Today was one of those hands-on, nonstop days where time seems to fly by. I tackled a major project in the elevator motor room—repairing a large section of drywall that had molded over time. It was extensive work; I had to run to Lowe’s for materials, cut the drywall to size, clean up the area, apply spackling, and make sure everything was primed for the next steps. Handling a project of that scale in a single day felt like a big win. And to be honest, the work itself wasn’t bad at all—just the sort that keeps you so occupied that hours slip away unnoticed.

Tomorrow, I’ll need to restock supplies, this time using my new company charge card. It’s a bit surreal to think about; here I am, fully responsible for a significant position and trusted to manage projects, materials, and expenses. Sometimes it hits me just how far I’ve come, and I can’t help but feel like I’m finally stepping into a new phase—one where I’m a “real” adult, shaping things and moving forward with real accountability.

Something else struck me today too. I realized that I hadn’t thought much about Katarina or felt that familiar pang of missing her. There’s a sense of finality now, an understanding of who she is and the lifestyle she’s chosen, and it’s helped me let go in a way I didn’t think was possible. For the longest time, I couldn’t fully accept the person she’d become; it just didn’t make sense to me. But today, I felt a strange calm in knowing that her choices don’t need to affect me anymore.

Reflecting on it, I’m glad I no longer have to be around that version of her. The woman she turned into is someone I’d never choose to associate with.

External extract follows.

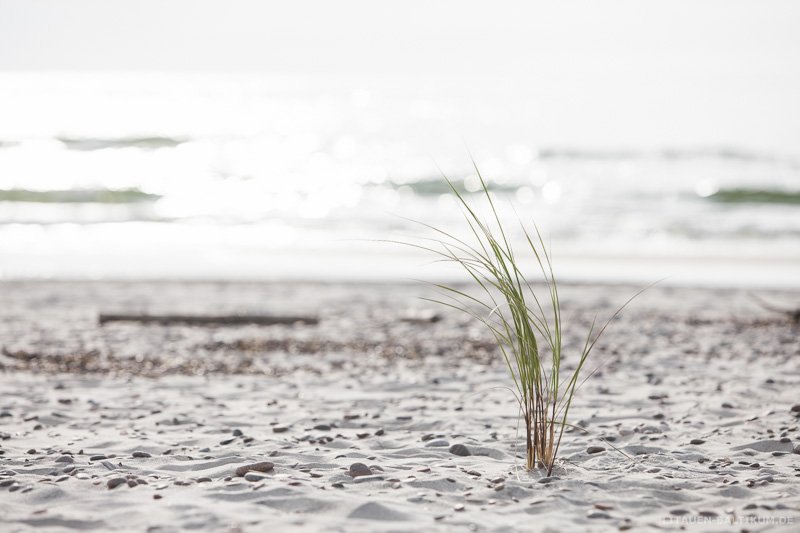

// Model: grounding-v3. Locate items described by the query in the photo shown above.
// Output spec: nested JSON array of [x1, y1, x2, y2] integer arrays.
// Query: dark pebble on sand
[[791, 404, 800, 413], [272, 426, 289, 433], [219, 438, 236, 445], [375, 428, 385, 436], [538, 476, 560, 484], [232, 429, 243, 436], [90, 455, 107, 461], [587, 511, 611, 519], [235, 462, 274, 477], [244, 472, 268, 482], [314, 424, 331, 431], [153, 494, 162, 500], [55, 456, 73, 463], [349, 463, 372, 478], [587, 446, 605, 454], [26, 449, 36, 455], [690, 439, 706, 445], [107, 477, 126, 489], [132, 451, 151, 458], [449, 444, 471, 456]]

It’s hard to believe, but she changed in ways that just don’t align with who I am or what I value. She treated me poorly, consistently making me feel small or unworthy, and as painful as it was, this distance has shown me the truth of who she wants to be. And that person? It’s not someone I want in my life.

I understand that this is her choice, her path, and maybe she’s even happy with it. But for me, I’ve made peace with not being a part of it. There’s sadness, of course, and sometimes I wonder if this was always part of who she was, hidden beneath layers I never saw. Maybe it was there all along; maybe it grew over time. Who knows? But one thing I’m sure of: each day, it’s a little easier to move on, and I’m grateful for that.

And just like that, another day comes to a close.